Knowledge, Perceptions, and Attitudes Regarding COVID-19 and Infection Control Measures Against it among Dental Students in Saudi Arabia
Tahani M. Alharbi1, *, Afrah M. Alharbi1, Rafal K. Khayyat1, Jawaher B. Aldaadi1, Ibtesam K. Afifi2
Identifiers and Pagination:Year: 2021
First Page: 479
Last Page: 486
Publisher Id: TODENTJ-15-479
Article History:Received Date: 21/01/2021
Revision Received Date: 21/06/2021
Acceptance Date: 28/06/2021
Electronic publication date: 17/09/2021
Collection year: 2021
open-access license: This is an open access article distributed under the terms of the Creative Commons Attribution 4.0 International Public License (CC-BY 4.0), a copy of which is available at: https://creativecommons.org/licenses/by/4.0/legalcode. This license permits unrestricted use, distribution, and reproduction in any medium, provided the original author and source are credited.
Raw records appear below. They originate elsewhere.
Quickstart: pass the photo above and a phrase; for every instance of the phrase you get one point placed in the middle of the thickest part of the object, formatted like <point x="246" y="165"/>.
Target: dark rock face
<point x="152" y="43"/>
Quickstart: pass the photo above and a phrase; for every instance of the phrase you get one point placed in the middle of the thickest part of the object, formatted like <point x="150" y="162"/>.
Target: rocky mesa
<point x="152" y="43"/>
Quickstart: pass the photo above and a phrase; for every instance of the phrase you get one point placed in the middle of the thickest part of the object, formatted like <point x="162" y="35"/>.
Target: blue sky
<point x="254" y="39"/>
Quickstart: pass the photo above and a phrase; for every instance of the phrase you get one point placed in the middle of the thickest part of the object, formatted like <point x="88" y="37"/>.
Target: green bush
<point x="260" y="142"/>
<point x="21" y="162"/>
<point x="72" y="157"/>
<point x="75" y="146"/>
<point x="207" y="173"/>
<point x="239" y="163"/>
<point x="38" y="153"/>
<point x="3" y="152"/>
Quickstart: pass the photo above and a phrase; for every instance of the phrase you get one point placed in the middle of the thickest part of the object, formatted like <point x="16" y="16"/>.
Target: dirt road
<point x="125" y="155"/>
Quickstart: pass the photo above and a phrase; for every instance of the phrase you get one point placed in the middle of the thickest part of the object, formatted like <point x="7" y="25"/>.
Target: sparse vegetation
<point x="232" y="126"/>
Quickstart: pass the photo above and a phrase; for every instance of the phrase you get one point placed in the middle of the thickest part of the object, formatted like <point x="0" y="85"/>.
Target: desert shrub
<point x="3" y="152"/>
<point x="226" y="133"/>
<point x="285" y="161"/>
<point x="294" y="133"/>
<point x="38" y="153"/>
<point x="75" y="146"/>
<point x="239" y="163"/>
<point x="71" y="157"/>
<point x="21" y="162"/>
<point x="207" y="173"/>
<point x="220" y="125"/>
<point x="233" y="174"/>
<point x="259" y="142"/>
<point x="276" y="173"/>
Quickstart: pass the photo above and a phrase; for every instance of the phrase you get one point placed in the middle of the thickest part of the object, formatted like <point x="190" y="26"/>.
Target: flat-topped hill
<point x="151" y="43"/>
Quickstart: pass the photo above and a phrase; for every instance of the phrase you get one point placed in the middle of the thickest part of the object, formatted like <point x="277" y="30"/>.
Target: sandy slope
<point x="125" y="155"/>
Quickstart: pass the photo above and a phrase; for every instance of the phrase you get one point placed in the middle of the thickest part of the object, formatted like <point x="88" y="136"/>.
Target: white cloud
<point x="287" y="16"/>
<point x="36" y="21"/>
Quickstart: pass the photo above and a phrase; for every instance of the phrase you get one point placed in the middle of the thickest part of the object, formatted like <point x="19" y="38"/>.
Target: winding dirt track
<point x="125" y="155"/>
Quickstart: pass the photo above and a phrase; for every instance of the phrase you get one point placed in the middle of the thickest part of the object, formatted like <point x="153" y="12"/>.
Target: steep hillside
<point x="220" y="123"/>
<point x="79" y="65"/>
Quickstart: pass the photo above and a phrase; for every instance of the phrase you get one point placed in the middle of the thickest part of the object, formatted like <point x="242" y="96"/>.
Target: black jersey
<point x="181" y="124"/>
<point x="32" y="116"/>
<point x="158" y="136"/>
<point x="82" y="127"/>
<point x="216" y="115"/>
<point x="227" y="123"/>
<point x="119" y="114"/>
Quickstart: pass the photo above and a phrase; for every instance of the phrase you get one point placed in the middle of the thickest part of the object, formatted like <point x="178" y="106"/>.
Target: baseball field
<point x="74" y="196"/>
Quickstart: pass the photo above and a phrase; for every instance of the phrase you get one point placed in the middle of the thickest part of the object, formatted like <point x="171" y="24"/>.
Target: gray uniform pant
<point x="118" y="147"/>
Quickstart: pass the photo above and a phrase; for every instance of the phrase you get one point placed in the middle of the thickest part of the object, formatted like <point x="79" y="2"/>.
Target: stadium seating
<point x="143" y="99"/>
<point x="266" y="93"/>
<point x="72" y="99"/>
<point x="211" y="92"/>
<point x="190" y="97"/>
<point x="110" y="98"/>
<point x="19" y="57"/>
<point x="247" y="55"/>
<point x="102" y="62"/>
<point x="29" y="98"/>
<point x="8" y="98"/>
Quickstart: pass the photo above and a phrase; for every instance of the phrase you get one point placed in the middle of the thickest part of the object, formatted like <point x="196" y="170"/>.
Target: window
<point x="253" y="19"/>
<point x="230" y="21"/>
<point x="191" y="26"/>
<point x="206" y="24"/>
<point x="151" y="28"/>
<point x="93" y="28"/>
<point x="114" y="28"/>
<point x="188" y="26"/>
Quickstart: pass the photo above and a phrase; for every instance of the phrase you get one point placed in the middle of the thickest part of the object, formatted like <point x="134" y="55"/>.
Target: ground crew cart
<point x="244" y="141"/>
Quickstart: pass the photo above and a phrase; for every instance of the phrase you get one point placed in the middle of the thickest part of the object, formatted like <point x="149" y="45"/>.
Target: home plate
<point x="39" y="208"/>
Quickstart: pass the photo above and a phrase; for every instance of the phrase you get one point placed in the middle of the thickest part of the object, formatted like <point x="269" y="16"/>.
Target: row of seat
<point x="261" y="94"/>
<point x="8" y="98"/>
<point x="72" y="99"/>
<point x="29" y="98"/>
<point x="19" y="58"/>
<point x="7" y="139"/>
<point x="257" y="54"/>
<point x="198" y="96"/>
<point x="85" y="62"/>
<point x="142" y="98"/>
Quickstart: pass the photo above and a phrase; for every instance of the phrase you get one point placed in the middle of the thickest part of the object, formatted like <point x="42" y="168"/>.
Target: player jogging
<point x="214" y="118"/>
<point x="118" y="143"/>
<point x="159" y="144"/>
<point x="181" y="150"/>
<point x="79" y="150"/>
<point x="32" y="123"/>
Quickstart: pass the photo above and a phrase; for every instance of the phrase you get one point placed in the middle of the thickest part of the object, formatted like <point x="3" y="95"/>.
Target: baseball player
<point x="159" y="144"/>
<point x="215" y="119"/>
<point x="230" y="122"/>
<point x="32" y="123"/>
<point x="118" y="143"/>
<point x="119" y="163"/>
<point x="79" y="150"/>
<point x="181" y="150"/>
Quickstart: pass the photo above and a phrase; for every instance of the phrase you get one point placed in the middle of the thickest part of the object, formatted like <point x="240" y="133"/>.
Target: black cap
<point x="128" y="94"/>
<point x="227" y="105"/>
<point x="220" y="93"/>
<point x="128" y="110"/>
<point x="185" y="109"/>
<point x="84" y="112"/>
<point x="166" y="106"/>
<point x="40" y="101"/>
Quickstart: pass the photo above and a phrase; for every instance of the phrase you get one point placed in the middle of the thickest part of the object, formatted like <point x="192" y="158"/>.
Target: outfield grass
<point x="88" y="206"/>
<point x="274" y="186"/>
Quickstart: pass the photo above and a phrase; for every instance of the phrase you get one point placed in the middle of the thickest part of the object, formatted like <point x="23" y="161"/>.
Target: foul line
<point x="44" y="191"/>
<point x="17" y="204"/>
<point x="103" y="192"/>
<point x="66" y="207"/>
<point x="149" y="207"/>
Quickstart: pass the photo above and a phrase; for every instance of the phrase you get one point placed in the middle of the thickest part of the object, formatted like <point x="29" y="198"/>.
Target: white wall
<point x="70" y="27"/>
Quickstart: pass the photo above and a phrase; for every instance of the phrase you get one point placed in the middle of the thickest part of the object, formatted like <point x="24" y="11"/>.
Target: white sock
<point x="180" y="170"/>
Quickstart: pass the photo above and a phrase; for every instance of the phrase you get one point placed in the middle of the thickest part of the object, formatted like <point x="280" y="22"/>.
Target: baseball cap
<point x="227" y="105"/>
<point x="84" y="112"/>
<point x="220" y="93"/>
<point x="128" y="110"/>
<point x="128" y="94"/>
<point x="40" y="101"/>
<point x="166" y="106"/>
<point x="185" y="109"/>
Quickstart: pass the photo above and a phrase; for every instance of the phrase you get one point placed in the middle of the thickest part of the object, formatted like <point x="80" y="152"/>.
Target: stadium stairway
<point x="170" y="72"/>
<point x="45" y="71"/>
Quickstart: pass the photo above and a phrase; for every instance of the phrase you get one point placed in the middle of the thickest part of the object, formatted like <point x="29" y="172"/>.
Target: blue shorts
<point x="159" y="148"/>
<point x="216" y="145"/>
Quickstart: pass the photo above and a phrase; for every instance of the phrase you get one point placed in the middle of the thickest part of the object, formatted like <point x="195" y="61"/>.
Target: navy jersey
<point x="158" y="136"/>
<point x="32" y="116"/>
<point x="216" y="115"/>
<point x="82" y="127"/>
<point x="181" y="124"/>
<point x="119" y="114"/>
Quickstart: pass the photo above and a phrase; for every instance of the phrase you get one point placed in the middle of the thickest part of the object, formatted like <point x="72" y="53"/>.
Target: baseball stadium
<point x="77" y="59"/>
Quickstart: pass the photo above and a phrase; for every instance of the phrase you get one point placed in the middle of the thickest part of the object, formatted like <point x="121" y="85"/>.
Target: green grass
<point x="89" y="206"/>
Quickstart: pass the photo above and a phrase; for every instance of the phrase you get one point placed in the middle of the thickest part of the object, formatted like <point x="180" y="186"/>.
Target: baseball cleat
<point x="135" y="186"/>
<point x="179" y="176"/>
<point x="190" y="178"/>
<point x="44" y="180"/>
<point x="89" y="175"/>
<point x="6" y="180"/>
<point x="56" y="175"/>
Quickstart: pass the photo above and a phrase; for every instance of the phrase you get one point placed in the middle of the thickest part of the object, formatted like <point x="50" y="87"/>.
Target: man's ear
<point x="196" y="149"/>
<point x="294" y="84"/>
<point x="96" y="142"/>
Coronavirus disease (COVID-19) is a highly infectious disease caused by an RNA virus named SARS CoV2. The increased risk of infection by this virus among dental students necessitates updated knowledge and highlights their important role in preventing and controlling its transmission.
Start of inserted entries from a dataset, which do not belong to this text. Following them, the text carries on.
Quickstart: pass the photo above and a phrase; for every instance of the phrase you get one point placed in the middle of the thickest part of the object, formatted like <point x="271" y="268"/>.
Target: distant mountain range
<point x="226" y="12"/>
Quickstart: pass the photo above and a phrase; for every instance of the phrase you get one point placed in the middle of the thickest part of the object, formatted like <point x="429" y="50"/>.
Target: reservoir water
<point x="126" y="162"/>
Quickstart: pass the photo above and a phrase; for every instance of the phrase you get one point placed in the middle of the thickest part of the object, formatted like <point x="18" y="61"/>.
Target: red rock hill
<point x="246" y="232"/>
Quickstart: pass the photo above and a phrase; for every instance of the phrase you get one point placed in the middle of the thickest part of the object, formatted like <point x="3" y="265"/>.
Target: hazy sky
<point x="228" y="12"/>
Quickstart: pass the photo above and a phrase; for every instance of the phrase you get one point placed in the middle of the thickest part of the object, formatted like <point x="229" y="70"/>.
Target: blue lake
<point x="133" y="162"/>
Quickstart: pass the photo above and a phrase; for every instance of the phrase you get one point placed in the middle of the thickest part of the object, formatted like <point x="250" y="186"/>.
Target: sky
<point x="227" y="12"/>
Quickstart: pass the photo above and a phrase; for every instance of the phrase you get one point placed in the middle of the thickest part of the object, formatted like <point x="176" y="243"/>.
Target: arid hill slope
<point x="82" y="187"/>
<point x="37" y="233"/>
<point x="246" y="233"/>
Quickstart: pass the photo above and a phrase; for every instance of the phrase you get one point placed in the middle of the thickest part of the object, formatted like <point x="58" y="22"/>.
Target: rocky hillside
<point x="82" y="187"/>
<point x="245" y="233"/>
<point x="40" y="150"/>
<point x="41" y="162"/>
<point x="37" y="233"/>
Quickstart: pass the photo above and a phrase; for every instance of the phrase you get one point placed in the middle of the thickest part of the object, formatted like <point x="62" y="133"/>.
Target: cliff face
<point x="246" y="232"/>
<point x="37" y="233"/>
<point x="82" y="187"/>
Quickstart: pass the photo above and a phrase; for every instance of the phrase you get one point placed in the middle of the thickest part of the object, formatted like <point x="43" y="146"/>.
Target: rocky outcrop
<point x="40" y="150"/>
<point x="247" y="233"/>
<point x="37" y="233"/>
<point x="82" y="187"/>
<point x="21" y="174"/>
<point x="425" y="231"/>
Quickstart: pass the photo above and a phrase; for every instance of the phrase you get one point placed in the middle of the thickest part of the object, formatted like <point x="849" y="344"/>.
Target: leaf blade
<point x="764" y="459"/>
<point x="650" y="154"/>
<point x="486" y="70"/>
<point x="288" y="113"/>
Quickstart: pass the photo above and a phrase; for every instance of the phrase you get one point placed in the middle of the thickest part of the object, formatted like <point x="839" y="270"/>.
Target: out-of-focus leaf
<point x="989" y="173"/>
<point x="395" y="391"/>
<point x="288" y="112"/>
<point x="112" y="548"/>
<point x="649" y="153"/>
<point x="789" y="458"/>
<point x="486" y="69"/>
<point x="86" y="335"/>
This study aims to assess knowledge, perceptions, and attitudes regarding COVID-19 and infection control measures among dental students in Saudi Arabia.
A cross-sectional study was conducted among dental students in different Saudi universities using an online self-administered questionnaire. It gathered data on students’ demographic information, knowledge of COVID-19 and infection control measures, risk perception and attitudes toward the disease, and their preparedness for treating infected patients.
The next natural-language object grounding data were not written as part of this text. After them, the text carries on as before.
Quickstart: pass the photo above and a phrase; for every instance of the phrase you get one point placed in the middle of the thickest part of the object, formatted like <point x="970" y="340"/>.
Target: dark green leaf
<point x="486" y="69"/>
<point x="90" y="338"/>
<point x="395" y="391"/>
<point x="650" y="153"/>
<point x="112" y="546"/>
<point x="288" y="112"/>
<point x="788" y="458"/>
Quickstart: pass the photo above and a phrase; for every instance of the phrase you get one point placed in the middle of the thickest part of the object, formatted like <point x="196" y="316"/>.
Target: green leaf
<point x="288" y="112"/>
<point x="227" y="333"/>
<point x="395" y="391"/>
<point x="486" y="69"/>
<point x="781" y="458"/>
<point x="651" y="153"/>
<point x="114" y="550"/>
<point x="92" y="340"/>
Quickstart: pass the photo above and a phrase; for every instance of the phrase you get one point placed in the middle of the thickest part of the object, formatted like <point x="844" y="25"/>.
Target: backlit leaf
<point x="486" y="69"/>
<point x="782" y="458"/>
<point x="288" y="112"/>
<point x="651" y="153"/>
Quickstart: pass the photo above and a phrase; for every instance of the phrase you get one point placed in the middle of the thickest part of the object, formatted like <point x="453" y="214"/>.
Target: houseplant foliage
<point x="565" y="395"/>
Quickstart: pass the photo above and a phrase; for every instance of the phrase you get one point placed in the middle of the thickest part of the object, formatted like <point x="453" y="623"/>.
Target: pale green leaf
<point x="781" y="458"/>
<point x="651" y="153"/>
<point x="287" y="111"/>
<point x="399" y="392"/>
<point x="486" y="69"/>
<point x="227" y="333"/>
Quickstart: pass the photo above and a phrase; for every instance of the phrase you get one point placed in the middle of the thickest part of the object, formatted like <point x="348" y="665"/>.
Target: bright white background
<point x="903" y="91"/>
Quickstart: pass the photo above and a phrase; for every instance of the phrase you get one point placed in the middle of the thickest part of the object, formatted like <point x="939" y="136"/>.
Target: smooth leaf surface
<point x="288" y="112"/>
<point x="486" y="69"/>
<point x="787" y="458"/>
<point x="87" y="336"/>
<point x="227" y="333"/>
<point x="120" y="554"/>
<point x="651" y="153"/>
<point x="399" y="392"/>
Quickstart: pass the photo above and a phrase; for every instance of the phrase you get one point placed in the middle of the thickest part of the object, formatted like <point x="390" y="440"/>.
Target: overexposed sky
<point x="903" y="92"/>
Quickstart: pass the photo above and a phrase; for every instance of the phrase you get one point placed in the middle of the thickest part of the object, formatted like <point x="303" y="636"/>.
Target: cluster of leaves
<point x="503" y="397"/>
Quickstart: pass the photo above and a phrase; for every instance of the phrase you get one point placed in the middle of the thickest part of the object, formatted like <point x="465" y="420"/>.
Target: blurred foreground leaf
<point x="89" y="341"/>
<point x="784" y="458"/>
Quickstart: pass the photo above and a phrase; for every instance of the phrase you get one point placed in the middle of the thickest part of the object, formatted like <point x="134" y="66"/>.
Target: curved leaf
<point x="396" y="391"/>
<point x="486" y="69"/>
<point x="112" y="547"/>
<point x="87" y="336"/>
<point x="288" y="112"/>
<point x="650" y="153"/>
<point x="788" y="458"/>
A total of 327 dental students responded to the questionnaire. Of these students, 92.4% had received training in infection control in dental practice, but only 24.2% had attended training regarding COVID-19. The majority of students had adequate knowledge regarding the modes of transmission and the common symptoms of COVID-19, with statistically significant total mean knowledge scores among students in different academic years (p<0.05). A large percentage of the students (92.7%) agreed that the use of rubber dams or high-volume saliva ejectors could reduce the possibility of transmitting infection. However, 58.4% of the students disagreed that intraoral dental radiographs should be avoided to reduce the possibility of transmitting infection.
Although knowledge of and risk perception concerning COVID-19 among students is good, additional training sessions integrating recent international guidelines for infection control are required to update their knowledge and achieve safe dental practice.